La diplomazia mondiale ridotta a siparietto di avanspettacolo. Così si potrebbe riassumere il primo incontro del Board of Peace di Donald J. Trump, tenutosi giovedì 19 febbraio presso il Donald J. Trump United States of Peace, non lontano dal Donald J. Trump-JFK Center for the Performing Arts.
Presente il gotha filo-Donald J. Trump mondiale: l’iconico presidente argentino Javier Milei, il torreggiante presidente albanese Edi Rama (svettante in ogni foto), l’indonesiano Prabowo Subianto, il re (figurato) del gas azero Ilham Aliyev, il re (vero) del Bahrein Hamad bin Isa Al Khalifa. E poi dignitari di Egitto, Qatar, Turchia, Emirati Arabi Uniti, Pakistan e Marocco. Come contorno: un capannello di osservatori vari, ministri degli esteri e diplomatici, troppo coinvolti per non esserci, ma impossibilitati dall’opinione pubblica e dalle costituzioni per poter aderire. Assente qualsiasi rappresentante della Palestina. Nemmeno come osservatore.
L’atmosfera è da gita scolastica, con il presidente statunitense nel ruolo del capoclasse fuori controllo. Scherza sul nome della sede dell’evento: “È stato Marco [Rubio] a nominare la location. Giuro non ne sapevo nulla!”. Poi pungola gli assenti (mezza Europa), “che saranno su Zoom a seguirci in questo momento”, ricordando che questo “è il board più prestigioso mai assemblato” di maschi over 50 (fortunatamente non solo bianchi). Tant’è che parte lo sfottò al quarantasettenne Santiago Peña: “È bello essere giovani e belli. Ma non significa che mi piaccia. Non mi piacciono i maschi giovani. Le donne, quelle mi piacciono, ahah!”.
Almeno non vengono presi in giro atleti transgender o gli “Obama-scimpanzè”. È pur sempre un evento di altissimo livello. Non si parla granché di piani e strategie, di diritto, di valori. Un teatro dell’assurdo. D’altronde il Board of Peace si tiene mentre USA e Israele con il loro board of war si preparano a un conflitto su larga scala con l’Iran, che secondo Axios potrebbe “durare varie settimane e avere conseguenze durature”.
Il ruolo dell'Europa è stato altrettanto oscuro e confuso. Gli unici stati a aderire formalmente sono l'Ungheria e la Bulgaria. Austria, Croazia, Finlandia, Germania, Grecia, Italia, Paesi Bassi, Norvegia, Polonia, Slovacchia ed EU stessa hanno inviato osservatori. "Molti dei nostri amici europei sono presenti oggi e non vediamo l'ora che diventino membri a pieno titolo. Tutti vogliono diventare membri a pieno titolo", ha affermato Trump, pur riconoscendo che "alcuni stanno cercando di fare i furbi". E secondo gli osservatori più acuti il messaggio sarebbe rivolto a quegli amici a date alterne, in particolare Italia e Slovacchia, che continuano a fare giravolte sulla posizione da tenere con Washington. Nessuno si è degnato di ricordare a Trump l’importanza delle Nazioni Unite.

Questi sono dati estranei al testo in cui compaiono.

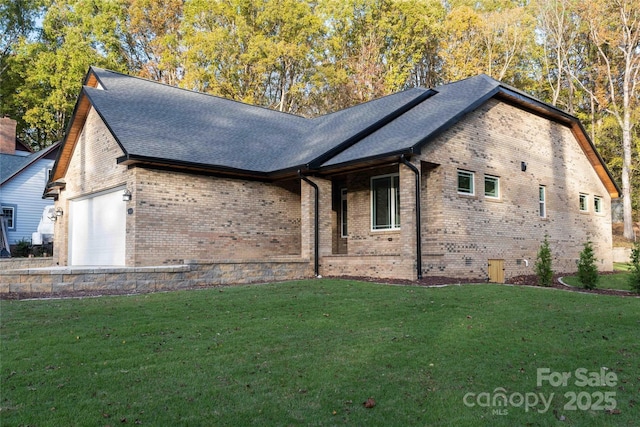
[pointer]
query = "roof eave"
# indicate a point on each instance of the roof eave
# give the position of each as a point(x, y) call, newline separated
point(551, 112)
point(160, 163)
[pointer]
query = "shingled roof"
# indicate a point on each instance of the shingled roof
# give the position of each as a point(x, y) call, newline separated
point(159, 124)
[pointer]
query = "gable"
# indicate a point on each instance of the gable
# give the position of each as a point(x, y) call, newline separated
point(156, 124)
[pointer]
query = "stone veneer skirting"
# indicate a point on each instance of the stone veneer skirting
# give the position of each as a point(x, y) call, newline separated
point(65, 280)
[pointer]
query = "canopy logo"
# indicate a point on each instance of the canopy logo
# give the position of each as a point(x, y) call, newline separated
point(500, 400)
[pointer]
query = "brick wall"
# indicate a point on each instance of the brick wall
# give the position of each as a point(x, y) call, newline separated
point(178, 216)
point(92, 168)
point(183, 216)
point(463, 232)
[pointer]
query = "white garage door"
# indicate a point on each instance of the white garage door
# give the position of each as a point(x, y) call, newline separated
point(97, 229)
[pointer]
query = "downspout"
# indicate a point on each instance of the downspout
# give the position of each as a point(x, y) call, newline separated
point(316, 243)
point(415, 170)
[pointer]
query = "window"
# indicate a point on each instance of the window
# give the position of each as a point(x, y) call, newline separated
point(492, 186)
point(385, 202)
point(343, 212)
point(597, 204)
point(9, 215)
point(465, 182)
point(583, 203)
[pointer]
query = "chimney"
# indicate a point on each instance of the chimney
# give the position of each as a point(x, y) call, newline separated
point(7, 135)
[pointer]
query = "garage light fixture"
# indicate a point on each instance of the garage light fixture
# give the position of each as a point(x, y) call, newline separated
point(56, 214)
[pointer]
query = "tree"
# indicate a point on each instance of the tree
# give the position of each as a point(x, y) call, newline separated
point(260, 52)
point(634, 278)
point(614, 28)
point(587, 269)
point(543, 265)
point(74, 36)
point(152, 39)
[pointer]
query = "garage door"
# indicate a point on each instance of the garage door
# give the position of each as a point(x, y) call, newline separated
point(97, 229)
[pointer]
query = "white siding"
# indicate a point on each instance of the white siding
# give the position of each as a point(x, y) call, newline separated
point(25, 191)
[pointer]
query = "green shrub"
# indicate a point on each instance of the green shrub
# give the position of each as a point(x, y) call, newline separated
point(587, 269)
point(634, 278)
point(543, 266)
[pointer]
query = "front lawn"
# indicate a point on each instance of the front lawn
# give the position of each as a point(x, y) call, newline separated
point(619, 281)
point(312, 352)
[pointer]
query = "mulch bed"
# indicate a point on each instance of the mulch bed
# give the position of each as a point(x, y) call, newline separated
point(529, 280)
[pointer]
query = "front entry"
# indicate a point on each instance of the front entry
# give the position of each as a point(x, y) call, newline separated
point(496, 270)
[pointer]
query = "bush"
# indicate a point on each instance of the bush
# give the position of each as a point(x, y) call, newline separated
point(543, 266)
point(587, 269)
point(634, 278)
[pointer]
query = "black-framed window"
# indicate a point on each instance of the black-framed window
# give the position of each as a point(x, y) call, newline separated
point(385, 202)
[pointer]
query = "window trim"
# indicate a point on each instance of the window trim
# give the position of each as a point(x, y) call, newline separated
point(542, 201)
point(497, 187)
point(14, 209)
point(471, 175)
point(394, 208)
point(343, 213)
point(584, 207)
point(597, 204)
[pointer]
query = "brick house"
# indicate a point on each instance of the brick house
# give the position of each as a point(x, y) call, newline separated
point(463, 180)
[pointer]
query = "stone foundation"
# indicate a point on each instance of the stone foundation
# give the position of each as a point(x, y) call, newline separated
point(65, 280)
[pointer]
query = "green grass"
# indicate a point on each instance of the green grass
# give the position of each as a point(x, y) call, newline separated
point(311, 352)
point(622, 266)
point(619, 281)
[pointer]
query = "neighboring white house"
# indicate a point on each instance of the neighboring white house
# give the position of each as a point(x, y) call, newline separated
point(23, 176)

Se la fanfare è tanta, gli scopi del Board rimangono oscuri e confusi. Sulla carta l’obiettivo è la ricostruzione di Gaza e la stabilità della regione. I 25 paesi membri che hanno aderito alla nuova iniziativa di Trump hanno annunciato impegni finanziari per oltre 6,5 miliardi di dollari dopo il discorso surreale di 47 minuti del presidente. Soldi che vanno ad aggiungersi ai 10 miliardi della Casa Bianca. A gestire le risorse economiche sarà un’istituzione vicina alla Casa Bianca, la Banca mondiale (anche letteralmente, visto che la sede è a solo tre isolati dal 1600 di Pennsylvania Avenue), ha annunciato il presidente dell’istituzione Ajay Banga.

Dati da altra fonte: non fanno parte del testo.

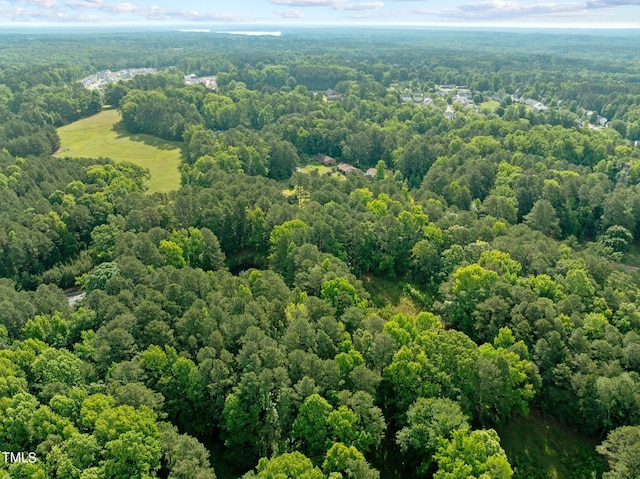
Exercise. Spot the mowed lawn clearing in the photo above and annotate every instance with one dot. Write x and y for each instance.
(99, 135)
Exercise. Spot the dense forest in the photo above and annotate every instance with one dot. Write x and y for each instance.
(275, 317)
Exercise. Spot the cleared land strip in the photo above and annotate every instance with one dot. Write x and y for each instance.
(99, 136)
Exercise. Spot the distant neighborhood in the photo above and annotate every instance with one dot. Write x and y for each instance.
(100, 80)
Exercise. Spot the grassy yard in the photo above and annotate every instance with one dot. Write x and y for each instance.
(490, 105)
(539, 447)
(98, 136)
(320, 168)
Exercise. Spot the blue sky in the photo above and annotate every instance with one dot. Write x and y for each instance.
(224, 13)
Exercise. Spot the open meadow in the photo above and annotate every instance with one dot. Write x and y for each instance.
(99, 135)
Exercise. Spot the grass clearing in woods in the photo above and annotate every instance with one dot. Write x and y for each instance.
(100, 136)
(540, 447)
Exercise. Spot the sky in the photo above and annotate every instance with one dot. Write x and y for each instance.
(222, 14)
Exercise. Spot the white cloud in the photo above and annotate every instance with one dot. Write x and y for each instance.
(359, 6)
(295, 13)
(308, 3)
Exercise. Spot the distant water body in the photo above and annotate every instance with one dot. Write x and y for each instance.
(254, 34)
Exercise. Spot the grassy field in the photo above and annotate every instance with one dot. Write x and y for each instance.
(388, 295)
(541, 448)
(99, 136)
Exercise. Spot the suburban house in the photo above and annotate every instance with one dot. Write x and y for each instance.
(325, 160)
(449, 114)
(332, 95)
(345, 168)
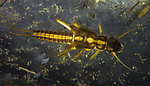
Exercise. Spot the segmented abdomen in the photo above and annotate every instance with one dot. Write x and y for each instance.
(52, 36)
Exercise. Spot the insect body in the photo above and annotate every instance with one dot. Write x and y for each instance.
(79, 38)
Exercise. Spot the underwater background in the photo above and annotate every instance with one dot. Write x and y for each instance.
(28, 61)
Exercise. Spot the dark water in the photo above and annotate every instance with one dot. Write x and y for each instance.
(29, 61)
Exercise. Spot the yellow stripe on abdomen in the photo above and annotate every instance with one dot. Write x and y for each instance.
(53, 36)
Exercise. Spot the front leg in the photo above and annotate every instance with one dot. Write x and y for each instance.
(72, 46)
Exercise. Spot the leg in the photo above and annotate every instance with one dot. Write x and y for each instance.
(64, 24)
(81, 51)
(100, 29)
(95, 54)
(77, 25)
(72, 46)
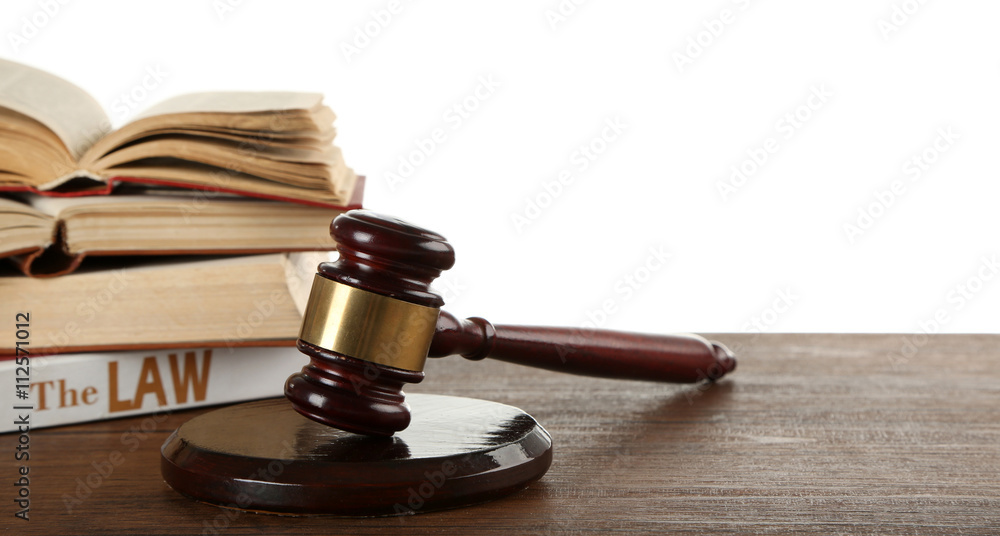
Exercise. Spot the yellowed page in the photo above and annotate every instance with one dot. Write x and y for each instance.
(235, 102)
(68, 111)
(22, 228)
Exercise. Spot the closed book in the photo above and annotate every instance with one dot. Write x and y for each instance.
(67, 389)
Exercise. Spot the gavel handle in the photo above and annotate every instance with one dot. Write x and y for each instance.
(602, 353)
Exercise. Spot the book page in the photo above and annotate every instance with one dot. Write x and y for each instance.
(68, 111)
(235, 102)
(22, 228)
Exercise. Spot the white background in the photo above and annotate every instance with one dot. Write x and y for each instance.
(895, 73)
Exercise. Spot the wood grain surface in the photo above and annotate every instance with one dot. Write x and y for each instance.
(824, 434)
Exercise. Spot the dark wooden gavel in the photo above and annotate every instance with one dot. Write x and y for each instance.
(372, 320)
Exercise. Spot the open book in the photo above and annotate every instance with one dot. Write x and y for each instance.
(255, 300)
(55, 139)
(49, 236)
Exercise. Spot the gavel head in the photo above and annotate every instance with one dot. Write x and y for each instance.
(368, 324)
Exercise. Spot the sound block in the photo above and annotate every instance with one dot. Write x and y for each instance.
(263, 456)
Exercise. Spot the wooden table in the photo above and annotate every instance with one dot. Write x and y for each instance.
(823, 434)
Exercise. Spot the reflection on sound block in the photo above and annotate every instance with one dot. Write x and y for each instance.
(264, 456)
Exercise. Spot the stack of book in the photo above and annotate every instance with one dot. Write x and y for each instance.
(165, 264)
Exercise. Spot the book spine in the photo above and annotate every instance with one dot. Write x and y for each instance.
(78, 388)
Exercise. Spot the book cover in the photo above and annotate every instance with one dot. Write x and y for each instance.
(66, 389)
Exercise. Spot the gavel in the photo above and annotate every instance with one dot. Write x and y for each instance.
(372, 319)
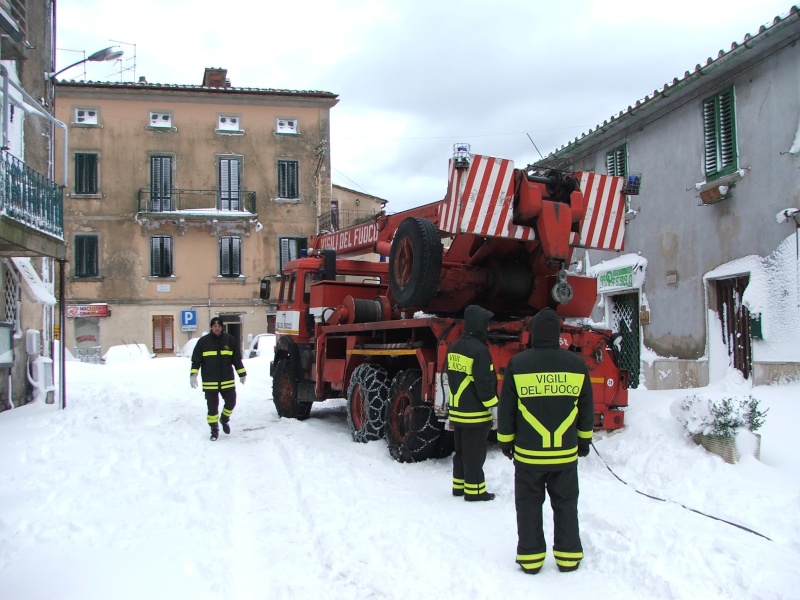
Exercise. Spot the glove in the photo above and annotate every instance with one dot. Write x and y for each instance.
(583, 448)
(508, 452)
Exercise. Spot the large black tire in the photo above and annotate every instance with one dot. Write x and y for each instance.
(284, 392)
(367, 396)
(414, 262)
(412, 430)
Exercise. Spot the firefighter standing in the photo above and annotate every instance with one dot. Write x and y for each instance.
(215, 355)
(473, 393)
(545, 422)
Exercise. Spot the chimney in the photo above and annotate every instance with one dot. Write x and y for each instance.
(215, 78)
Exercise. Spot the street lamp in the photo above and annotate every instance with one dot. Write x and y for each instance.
(101, 55)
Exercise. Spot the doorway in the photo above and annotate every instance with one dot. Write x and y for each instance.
(625, 320)
(735, 320)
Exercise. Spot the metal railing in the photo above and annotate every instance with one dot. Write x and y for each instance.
(339, 219)
(189, 200)
(29, 197)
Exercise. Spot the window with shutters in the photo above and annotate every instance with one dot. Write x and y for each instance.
(229, 184)
(286, 126)
(85, 173)
(230, 256)
(161, 256)
(84, 263)
(719, 134)
(228, 123)
(617, 161)
(288, 181)
(160, 183)
(163, 340)
(161, 120)
(289, 249)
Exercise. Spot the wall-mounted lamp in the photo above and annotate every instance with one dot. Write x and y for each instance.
(105, 54)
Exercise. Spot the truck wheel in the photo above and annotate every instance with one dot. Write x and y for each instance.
(412, 430)
(367, 396)
(284, 393)
(414, 262)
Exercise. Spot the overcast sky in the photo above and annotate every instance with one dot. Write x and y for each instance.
(416, 76)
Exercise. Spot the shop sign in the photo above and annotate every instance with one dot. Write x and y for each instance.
(88, 310)
(617, 278)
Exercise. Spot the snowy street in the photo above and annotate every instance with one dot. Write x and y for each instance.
(123, 496)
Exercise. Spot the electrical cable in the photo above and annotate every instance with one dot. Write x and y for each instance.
(673, 501)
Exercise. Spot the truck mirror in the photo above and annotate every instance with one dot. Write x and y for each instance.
(264, 291)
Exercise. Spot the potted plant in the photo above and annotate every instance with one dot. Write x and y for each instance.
(725, 426)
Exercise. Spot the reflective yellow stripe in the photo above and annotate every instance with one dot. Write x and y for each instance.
(531, 561)
(562, 452)
(560, 554)
(534, 422)
(493, 401)
(460, 417)
(558, 436)
(455, 398)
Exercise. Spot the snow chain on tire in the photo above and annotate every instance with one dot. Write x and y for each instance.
(367, 397)
(412, 429)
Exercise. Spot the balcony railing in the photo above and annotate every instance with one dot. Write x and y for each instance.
(339, 219)
(31, 198)
(176, 200)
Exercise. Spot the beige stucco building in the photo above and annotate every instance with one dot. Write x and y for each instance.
(182, 199)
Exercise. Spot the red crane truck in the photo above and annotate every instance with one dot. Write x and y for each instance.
(377, 332)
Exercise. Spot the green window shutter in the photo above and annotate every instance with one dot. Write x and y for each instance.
(617, 161)
(85, 256)
(230, 256)
(85, 173)
(719, 134)
(288, 183)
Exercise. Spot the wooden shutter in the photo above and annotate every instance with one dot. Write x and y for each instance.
(287, 179)
(85, 256)
(163, 341)
(85, 173)
(230, 256)
(160, 183)
(229, 183)
(161, 256)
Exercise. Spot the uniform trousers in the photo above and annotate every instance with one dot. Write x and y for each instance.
(529, 492)
(212, 399)
(471, 444)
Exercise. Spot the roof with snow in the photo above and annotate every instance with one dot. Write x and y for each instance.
(782, 31)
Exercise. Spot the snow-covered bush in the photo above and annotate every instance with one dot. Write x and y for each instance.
(718, 416)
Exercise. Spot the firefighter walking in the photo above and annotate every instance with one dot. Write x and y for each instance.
(215, 356)
(473, 394)
(545, 422)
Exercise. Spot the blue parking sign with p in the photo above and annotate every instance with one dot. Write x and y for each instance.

Ci sarà poi una forza militare di sicurezza. Cinque paesi hanno impegnato truppe in una nuova forza di stabilizzazione per Gaza – ben 6.000 uomini dall’Indonesia –, ha affermato il maggiore generale statunitense Jasper Jeffers, senza però dare specifiche sul mandato e l’inquadramento giuridico della forza militare. E 2.000 persone hanno presentato domanda per entrare a far parte di una nuova forza di polizia palestinese a Gaza, ha affermato il diplomatico bulgaro Nickolay Mladenov, alto rappresentante del Consiglio di pace per Gaza.
Secondo un report di Banca mondiale, ONU e Unione Europea, la ricostruzione costerà circa 53 miliardi di dollari. Un obiettivo lontano dalle risorse del Board. Che non ha nemmeno dettagliato cosa intende ricostruire esattamente. Forse nulla, visto che l’attuale governo di Israele (defilato all’incontro) sembra poco intenzionato a ricostruire infrastrutture palestinesi mentre continua a distruggerle.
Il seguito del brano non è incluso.